You may have heard me once or twice talking about what I call snapping a zee culture, this whole movie endorsed phenomenon where some poor love-soaked sap is getting schooled for putting up with stinky rotten garbage behaviour from their love interest. Maybe they are getting crumbs of attention while they hang onto their phone, poring over texts, miserable most of the time and then giddy when a small spark of acknowledgment comes their way. Maybe they run like Bambi at their honey’s beck and call, dropping everything and everyone until the next time they are dropped. Or they are overly accommodating like Kate Winslet’s character in the Holiday, a one way adoration fest doing actual work for some cringe inducing smarmbag, saving their day, making them look shiny while they turn on the charm and then mercilessly announce an engagement to someone hotter and younger. Okay I know no one is hotter than Kate but you catch me. Maybe it’s a bad habit of dating married people, or hanging on to one married person who’s never going to leave their spouse, living on soggy leftovers of time and attention. Maybe it’s someone who does all the work, puts in all of the effort, pays all the bills. At some point in the films the friends start their campaign of Girl, Bro, Buddy, you need to get some self respect. Shampoo press that jerk out of your hair.
You know the vibe. And the tone.
That’s where the seed is planted.
And from this tiny seed, has grown a tiny weed that has grown into a wild thistle that has been milked into a POISON.

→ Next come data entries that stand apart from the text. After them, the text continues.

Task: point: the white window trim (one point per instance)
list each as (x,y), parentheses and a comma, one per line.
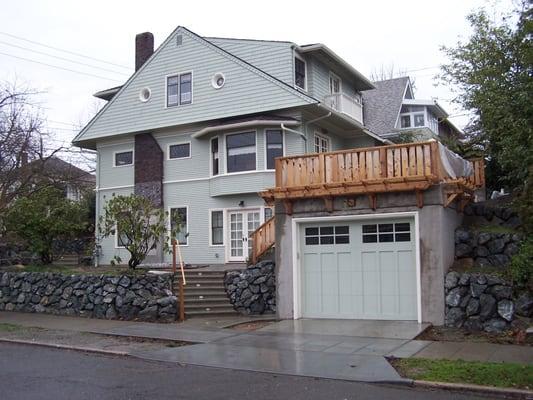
(211,157)
(123,151)
(294,72)
(178,74)
(334,75)
(169,222)
(265,146)
(210,211)
(225,162)
(116,239)
(179,158)
(296,261)
(322,136)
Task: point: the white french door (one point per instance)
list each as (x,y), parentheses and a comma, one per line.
(241,225)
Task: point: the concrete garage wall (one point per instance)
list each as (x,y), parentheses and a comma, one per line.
(436,231)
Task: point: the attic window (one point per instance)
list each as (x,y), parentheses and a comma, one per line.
(300,71)
(179,89)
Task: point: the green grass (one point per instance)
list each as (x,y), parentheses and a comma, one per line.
(495,229)
(504,375)
(9,327)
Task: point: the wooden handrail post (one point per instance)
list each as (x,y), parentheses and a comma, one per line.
(181,316)
(173,256)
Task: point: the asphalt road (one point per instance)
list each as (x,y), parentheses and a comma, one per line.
(32,372)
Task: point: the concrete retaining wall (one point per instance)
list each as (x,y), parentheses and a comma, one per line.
(436,224)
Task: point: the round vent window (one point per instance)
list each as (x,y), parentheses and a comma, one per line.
(218,80)
(145,94)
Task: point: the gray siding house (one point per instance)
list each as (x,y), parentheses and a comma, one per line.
(228,132)
(200,122)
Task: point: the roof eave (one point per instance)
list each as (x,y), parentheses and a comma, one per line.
(367,84)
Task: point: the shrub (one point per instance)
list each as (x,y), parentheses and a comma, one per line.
(521,266)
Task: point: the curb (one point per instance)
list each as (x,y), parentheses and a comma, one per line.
(66,347)
(478,389)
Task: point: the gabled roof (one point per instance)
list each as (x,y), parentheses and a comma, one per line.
(297,97)
(382,105)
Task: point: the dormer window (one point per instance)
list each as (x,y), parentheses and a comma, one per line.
(412,117)
(300,72)
(179,89)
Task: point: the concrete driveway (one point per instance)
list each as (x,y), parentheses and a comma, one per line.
(337,349)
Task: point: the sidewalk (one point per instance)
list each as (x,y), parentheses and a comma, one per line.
(276,349)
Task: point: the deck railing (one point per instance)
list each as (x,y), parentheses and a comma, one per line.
(263,238)
(364,171)
(394,163)
(399,167)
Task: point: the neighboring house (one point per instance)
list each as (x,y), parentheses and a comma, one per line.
(74,181)
(391,110)
(205,124)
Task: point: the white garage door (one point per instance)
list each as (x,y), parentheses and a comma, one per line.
(359,270)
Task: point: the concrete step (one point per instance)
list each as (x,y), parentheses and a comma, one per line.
(210,311)
(190,302)
(201,287)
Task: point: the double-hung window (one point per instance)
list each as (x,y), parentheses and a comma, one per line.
(179,215)
(123,158)
(176,151)
(274,145)
(300,73)
(217,228)
(241,152)
(214,156)
(179,89)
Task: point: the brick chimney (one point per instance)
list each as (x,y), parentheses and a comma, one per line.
(144,48)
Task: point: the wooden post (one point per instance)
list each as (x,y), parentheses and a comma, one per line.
(174,256)
(181,316)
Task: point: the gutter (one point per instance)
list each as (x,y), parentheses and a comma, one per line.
(239,125)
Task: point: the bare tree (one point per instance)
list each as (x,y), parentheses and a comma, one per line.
(22,141)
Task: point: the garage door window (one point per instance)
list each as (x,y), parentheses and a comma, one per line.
(327,235)
(387,233)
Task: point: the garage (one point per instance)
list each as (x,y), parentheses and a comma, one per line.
(358,269)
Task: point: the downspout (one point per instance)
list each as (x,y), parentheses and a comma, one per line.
(306,126)
(96,250)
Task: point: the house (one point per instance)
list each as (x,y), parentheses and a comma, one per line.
(205,124)
(74,181)
(391,110)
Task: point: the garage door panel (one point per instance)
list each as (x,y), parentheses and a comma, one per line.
(372,278)
(311,288)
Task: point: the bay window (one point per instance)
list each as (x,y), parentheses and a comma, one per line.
(240,152)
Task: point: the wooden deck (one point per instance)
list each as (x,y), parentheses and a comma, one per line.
(368,171)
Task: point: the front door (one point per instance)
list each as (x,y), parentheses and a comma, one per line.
(241,225)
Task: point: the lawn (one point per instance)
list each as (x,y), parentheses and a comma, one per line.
(504,375)
(9,327)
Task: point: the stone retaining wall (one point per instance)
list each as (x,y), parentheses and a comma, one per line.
(485,249)
(146,297)
(483,302)
(253,290)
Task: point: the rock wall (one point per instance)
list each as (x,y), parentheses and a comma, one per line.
(253,290)
(485,249)
(483,302)
(146,297)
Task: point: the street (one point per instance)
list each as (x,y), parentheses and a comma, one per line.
(33,372)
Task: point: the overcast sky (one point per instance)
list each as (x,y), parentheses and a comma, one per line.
(367,34)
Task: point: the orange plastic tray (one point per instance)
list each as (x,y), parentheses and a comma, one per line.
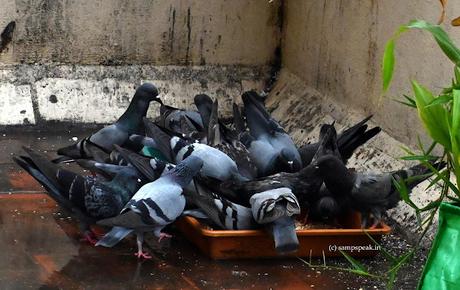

And that poison is being bottled up and sold to you like it’s the elixir of life!!!
The message of the poison, the delirium induced LIE it tells us is this:
Someone else’s behaviour, misbehaviour, challenges, confusion, differences, communication, lack of communication, interest, negotiating, approach, process, baggage, history, motivation, and our engagement with it is a measure of how we value ourselves.
You’ve heard it.
It’s time to stop tolerating shit and start valuing yourselves.
We can teach you to stop engaging with low value people and start valuing yourself.
Ten things that women who value their self-worth do differently.
Why low self value keeps you dating losers.
It’s the message in so many dating and relationship support platforms everywhere.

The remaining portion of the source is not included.